The recent Scottish local election campaign was dominated by issues that didn’t matter to the contest, be it the constitution or the cake presented to the Prime Minister. However, the aftermath of that vote has been equally absurd, with mudslinging on all sides of the spectrum about ‘backroom deals’ and evil Tories/Nationalists (delete as applicable) going into coalition, or arrangements closely resembling a coalition, with other parties.

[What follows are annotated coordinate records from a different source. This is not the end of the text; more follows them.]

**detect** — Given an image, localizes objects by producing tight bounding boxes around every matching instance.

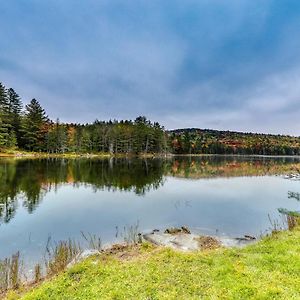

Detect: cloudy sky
[0,0,300,135]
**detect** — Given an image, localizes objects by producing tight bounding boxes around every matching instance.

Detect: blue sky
[0,0,300,135]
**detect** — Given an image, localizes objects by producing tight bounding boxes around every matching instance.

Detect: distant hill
[166,128,300,155]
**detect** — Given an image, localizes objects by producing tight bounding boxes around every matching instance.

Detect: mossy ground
[9,228,300,300]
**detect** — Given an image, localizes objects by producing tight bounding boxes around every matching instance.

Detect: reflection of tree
[0,159,163,222]
[0,157,300,223]
[167,156,300,179]
[278,172,300,219]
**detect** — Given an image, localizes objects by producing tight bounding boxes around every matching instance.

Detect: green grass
[10,228,300,300]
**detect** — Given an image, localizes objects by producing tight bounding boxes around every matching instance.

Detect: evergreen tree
[22,99,49,151]
[7,88,23,146]
[0,82,10,147]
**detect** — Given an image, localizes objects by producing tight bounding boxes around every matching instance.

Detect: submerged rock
[67,249,101,269]
[164,226,191,234]
[143,228,256,251]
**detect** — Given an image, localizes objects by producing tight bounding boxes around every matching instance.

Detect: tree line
[168,128,300,155]
[0,83,166,154]
[0,83,300,155]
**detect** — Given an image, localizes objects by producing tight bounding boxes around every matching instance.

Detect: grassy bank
[9,228,300,299]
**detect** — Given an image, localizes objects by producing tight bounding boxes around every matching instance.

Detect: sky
[0,0,300,136]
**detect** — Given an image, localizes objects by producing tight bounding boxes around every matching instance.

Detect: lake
[0,156,300,270]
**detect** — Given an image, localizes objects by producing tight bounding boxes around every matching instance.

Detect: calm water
[0,157,300,268]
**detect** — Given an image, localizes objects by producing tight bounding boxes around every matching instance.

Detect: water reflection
[0,156,300,223]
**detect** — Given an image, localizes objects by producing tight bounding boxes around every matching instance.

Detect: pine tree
[0,82,10,147]
[7,88,23,146]
[22,99,48,151]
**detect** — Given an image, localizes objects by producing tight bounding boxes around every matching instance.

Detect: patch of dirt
[195,236,221,250]
[164,226,191,234]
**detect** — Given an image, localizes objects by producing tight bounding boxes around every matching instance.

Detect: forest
[0,83,300,155]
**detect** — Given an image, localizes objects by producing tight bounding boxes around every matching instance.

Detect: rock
[143,227,256,251]
[67,249,101,269]
[143,231,199,251]
[164,226,191,234]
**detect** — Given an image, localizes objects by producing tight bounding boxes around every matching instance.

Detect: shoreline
[0,151,300,159]
[7,226,300,299]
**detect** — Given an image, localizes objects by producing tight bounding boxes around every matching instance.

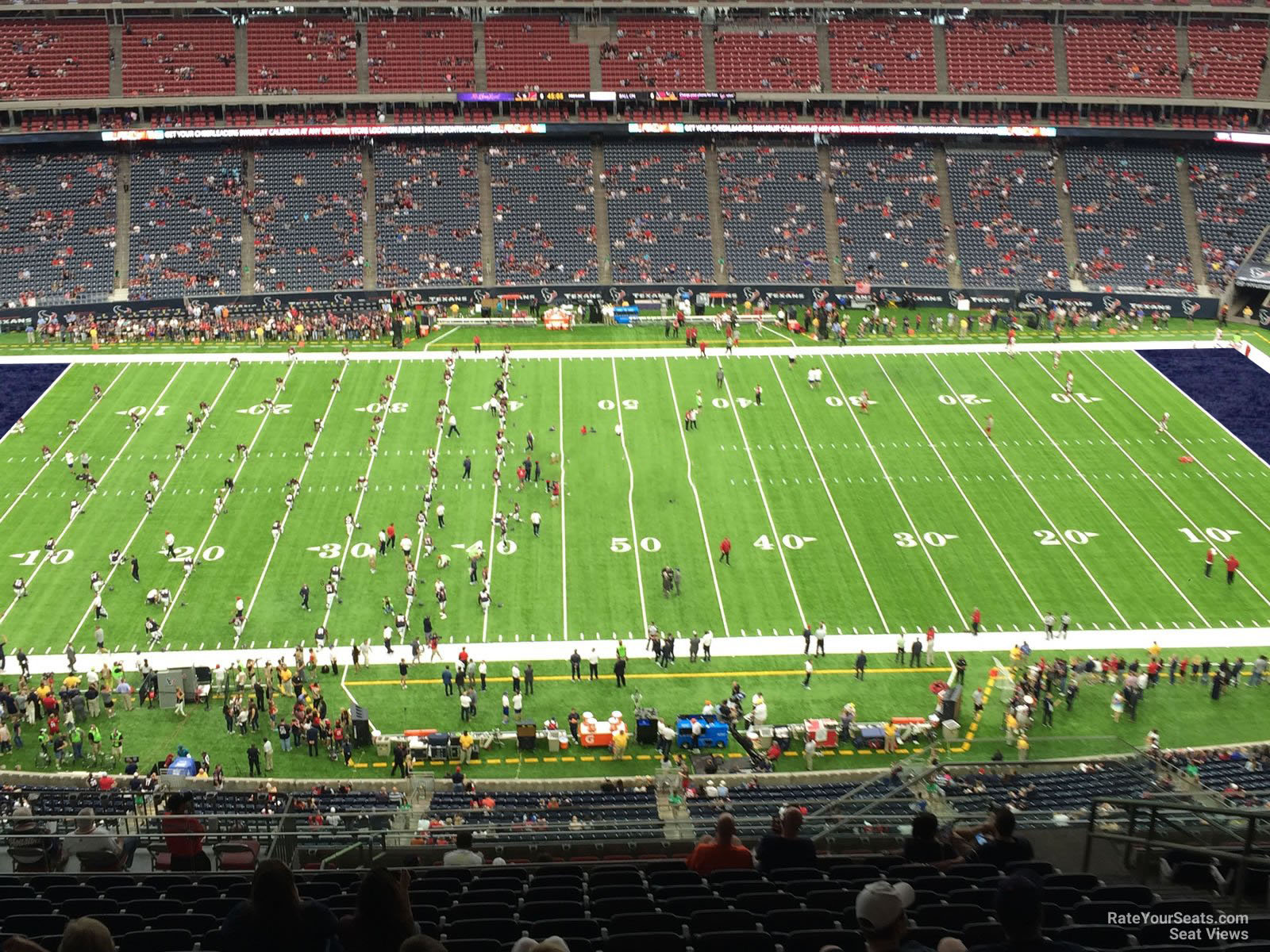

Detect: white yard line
[0,363,132,523]
[321,359,402,641]
[767,357,889,630]
[715,358,802,628]
[873,360,1045,620]
[556,360,569,639]
[241,363,352,642]
[0,335,1234,367]
[159,360,296,642]
[662,360,732,637]
[611,358,648,641]
[0,362,73,455]
[926,355,1129,628]
[29,626,1270,680]
[979,354,1208,627]
[802,358,969,628]
[1084,354,1270,540]
[0,364,186,635]
[67,370,233,652]
[402,368,454,645]
[1031,354,1270,608]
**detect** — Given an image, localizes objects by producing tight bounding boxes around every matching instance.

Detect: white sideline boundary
[926,355,1129,627]
[610,358,648,643]
[0,339,1249,372]
[715,351,802,627]
[155,363,296,637]
[1033,354,1270,605]
[0,366,186,635]
[873,360,1045,618]
[660,360,732,637]
[767,357,889,628]
[67,370,233,655]
[979,354,1209,627]
[17,626,1270,683]
[0,362,72,455]
[1084,354,1270,540]
[0,364,131,523]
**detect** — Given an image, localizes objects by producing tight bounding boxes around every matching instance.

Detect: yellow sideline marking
[345,668,942,688]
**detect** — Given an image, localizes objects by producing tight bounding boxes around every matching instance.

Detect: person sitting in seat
[66,806,141,869]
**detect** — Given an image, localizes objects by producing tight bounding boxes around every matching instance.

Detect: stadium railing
[1081,798,1270,912]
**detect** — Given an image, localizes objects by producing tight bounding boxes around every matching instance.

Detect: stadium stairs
[706,149,726,283]
[591,137,614,284]
[476,146,497,287]
[933,144,964,288]
[1176,159,1208,294]
[1051,23,1072,97]
[358,143,379,288]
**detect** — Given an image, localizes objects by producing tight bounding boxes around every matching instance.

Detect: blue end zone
[1138,349,1270,465]
[0,363,66,436]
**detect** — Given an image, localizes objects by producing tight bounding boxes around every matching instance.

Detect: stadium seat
[961,922,1006,948]
[0,912,67,935]
[529,916,602,947]
[781,929,865,952]
[442,919,523,946]
[688,909,758,935]
[762,909,840,941]
[1054,919,1133,952]
[519,900,587,923]
[57,897,119,919]
[913,905,983,933]
[604,931,686,952]
[608,912,684,937]
[1086,885,1156,906]
[116,929,194,952]
[1040,873,1103,899]
[658,896,730,919]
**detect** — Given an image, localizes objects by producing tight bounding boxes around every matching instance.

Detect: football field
[0,347,1270,654]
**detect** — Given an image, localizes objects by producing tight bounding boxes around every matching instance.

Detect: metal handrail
[1081,798,1270,912]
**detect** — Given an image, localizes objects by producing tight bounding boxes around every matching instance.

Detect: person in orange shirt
[687,814,754,876]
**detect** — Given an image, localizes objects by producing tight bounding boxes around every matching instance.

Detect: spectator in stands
[976,873,1082,952]
[756,806,815,873]
[441,830,485,866]
[339,867,419,952]
[4,916,114,952]
[9,804,66,869]
[687,814,754,876]
[952,806,1033,869]
[66,806,141,869]
[221,859,339,952]
[904,812,961,869]
[163,791,212,871]
[848,882,965,952]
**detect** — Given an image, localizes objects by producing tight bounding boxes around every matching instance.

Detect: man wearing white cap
[856,882,965,952]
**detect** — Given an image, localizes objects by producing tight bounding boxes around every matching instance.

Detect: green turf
[0,645,1270,778]
[7,353,1270,651]
[0,307,1224,354]
[0,338,1270,773]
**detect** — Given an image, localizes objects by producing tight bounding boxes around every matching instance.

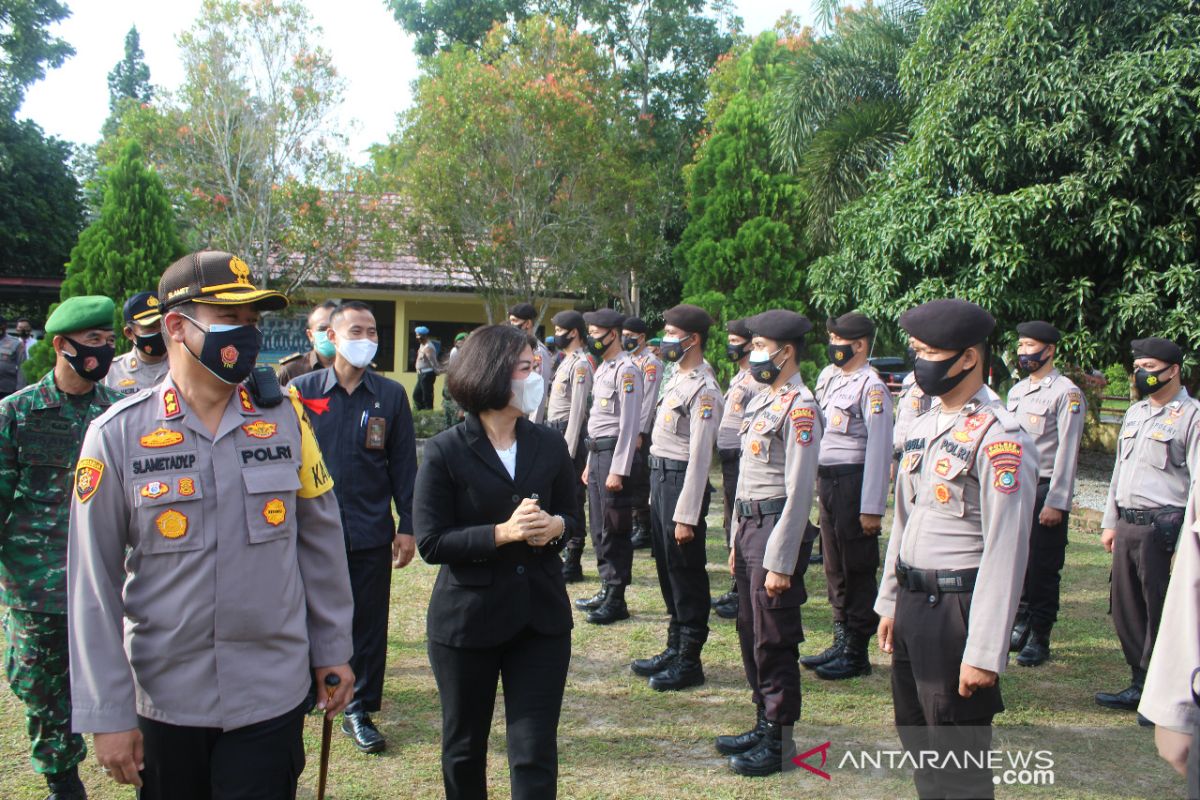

Scottish politics at a national level has long been stuck in a rut, with an unsinkable yet sometimes complacent SNP triumphing at Holyrood again and again due to a fractured opposition, and that doesn’t appear to be changing anytime soon, no matter if ferries aren’t built or if the trains aren’t running on time – or at all. This dispiriting affair also now extends to local government, particularly the aftermath of the elections as new council administrations are formed, which has illustrated Scottish politics at its very worst and immature.
Amidst the calls of a carve-up, it should come as no surprise that a proportional representation electoral system tends to result in councils operating under no overall control. That’s the whole point; politicians are meant to reach across boundaries, yet mainly in Scotland remain depressingly wedded to a first-past-the-post mindset where the winner takes all. Our PR system for local government is meant to result in more representative and mature, consensual European-style politics, or so they say. Of course, that sounds good in theory but then you add in pettiness, by which I mean the kind of politics we’ve seen since 2014: the binary option of unionist vs nationalist with no middle ground.
Leader after leader has ruled out formal coalitions, from Sarwar to Slater, due to differences over national politics. Then you’ve got the spin when parties do eventually enter into some kind of partnership – ‘this isn’t a coalition, it is a working arrangement’, such is the deal between the SNP and Scottish Greens in Glasgow. Everyone knows the saying about a duck both resembling and sounding like a duck.
Under STV, the largest party in a locality, be it in terms of percentage of the vote or highest number of seats, does not have a divine right to rule. Some nationalists are angry that in areas where they have topped the poll, unionist parties have struck a deal which side-lines them, such as in Fife or South Lanarkshire. So what? Again, this is just how the voting system works. Suggesting otherwise is deliberately misleading, or just plain ignorance.
At the same time, unionists should be relaxed about the SNP forming coalitions with their fellow nationalists, the Scottish Greens. If they do so, let them explain to their electorate about council cuts stemming from national level and how that impacts local services. However, when they do something in the public interest, back them. It is not that difficult and voters are savvy enough to know.
Equally, it shouldn’t matter if a unionist and nationalist party enters into an agreement in local government. That’s happened between the SNP and Lib Dems in Aberdeen and it doesn’t necessarily follow the latter are now closet separatists. The constitution, while an easy electoral vote winner for an absence of policy, ought to be an irrelevance for municipal contests. It might be more than a generation ago, but from 2007 to 2011, the Scottish Conservatives and SNP ran Dumfries and Galloway Council together. From what I understand, the sky didn’t fall in. For the sake of local services and local democracy, perhaps we need to go back to the future?
‘All politics is local’ is a commonly used phrase in political discourse. However, in the Scotland of 2022, there’s too much poisonous national politics in our local politics.